BCE privilegia estabilidade: o que esperar dos próximos meses?
BCE fez recentemente uma pausa no corte dos juros e agora só o contexto econômico europeu dirá o que se pode seguir. Especialistas afastam nova descida em setembro. Dezembro será o momento mais provável para um novo ajuste.
Num ano marcado por sinais mistos na economia da zona euro, o Banco Central Europeu (BCE) tem optado por uma abordagem prudente na gestão das taxas de juro. Depois de uma série histórica de aumentos para conter a inflação, a instituição liderada por Christine Lagarde iniciou este ano uma trajetória de cortes graduais numa tentativa não só de equilibrar o combate à inflação como de apoiar o crescimento econômico.
Já passou mais de meio ano desde o início de 2025 e é preciso perceber o que se pode contar daqui para a frente, tendo em conta que o panorama europeu e mundial é de incerteza e está em constante mudança.
Para João Queiroz, Head of Trading do Banco Carregosa, a decisão do BCE de manter a taxa de facilidade de depósito nos 2% é uma decisão que se insere "num contexto de prudência, onde o Conselho do BCE privilegia uma abordagem dependente dos dados, optando por acompanhar e observar a evolução econômica antes de avançar com novas medidas". E recorda que, nas últimas semanas, a maioria dos membros do Conselho expressou "uma clara inclinação para manter as taxas estáveis no curto prazo, destacando a elevada incerteza global, nomeadamente que envolve o impacto do acordo comercial recente entre a UE e os EUA e do efeito diferido das tarifas sobre o crescimento da procura na Zona Euro".
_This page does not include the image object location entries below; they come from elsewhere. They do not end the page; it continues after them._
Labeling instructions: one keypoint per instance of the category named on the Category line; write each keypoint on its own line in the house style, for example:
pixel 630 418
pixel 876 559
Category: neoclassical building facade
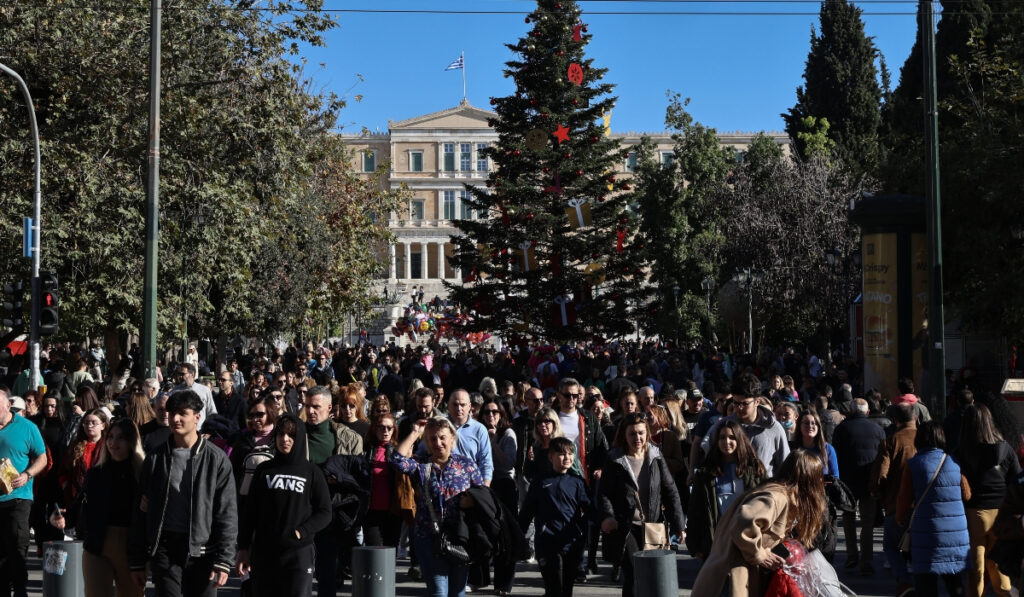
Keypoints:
pixel 435 156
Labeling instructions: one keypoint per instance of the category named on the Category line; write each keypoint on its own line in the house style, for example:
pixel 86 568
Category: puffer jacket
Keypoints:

Face a este cenário, João Queiroz adianta que "a perspectiva de uma nova descida de juros em setembro surge agora afastada, com a reunião de dezembro a constituir o momento mais provável para uma eventual flexibilização adicional". Ainda assim, defende que essa decisão "dependerá do grau de enfraquecimento econômico sentido no outono e do comportamento da inflação até lá", explicando que "o consenso do mercado sugere que a taxa terminal desta fase do ciclo possa estabilizar nos 1,75%, mas sublinha que os riscos permanecem enviesados no sentido de mais cortes, especialmente se se confirmarem os choques negativos na procura".
Questionado sobre se a inflação já está controlada, o especialista diz que na zona euro a inflação "favoreceu sinais encorajadores de moderação, regressando à meta de 2% em julho, o que foi considerado positivo pelo BCE". Já a taxa subjacente (núcleo ou core), "que exclui componentes mais voláteis como energia e alimentos, também cedeu, fixando-se nos 2,3%". E "esta evolução reflete uma tendência de desinflação gradual, particularmente visível no abrandamento da inflação dos serviços, que tem sido o setor mais dinâmico, que passou de 3,3% para 3,1%". Mas, como tem acontecido desde o início, é necessária alguma ponderação. "Apesar da trajetória descendente, os responsáveis da política monetária mantêm alguma cautela, sobretudo devido à rigidez estrutural dos preços em determinados segmentos e à incerteza sobre o efeito total das tarifas comerciais", diz João Queiroz, recordando que as projeções do BCE apontam para um crescimento dos preços de 2% em 2025 e 1,6% em 2026, "valores abaixo dos objetivos fixados pelo BCE, o que reforça a narrativa de que o impulso inflacionista está, em grande medida, ultrapassado. A manter-se esta tendência, o espaço para nova flexibilização monetária poderá alargar-se".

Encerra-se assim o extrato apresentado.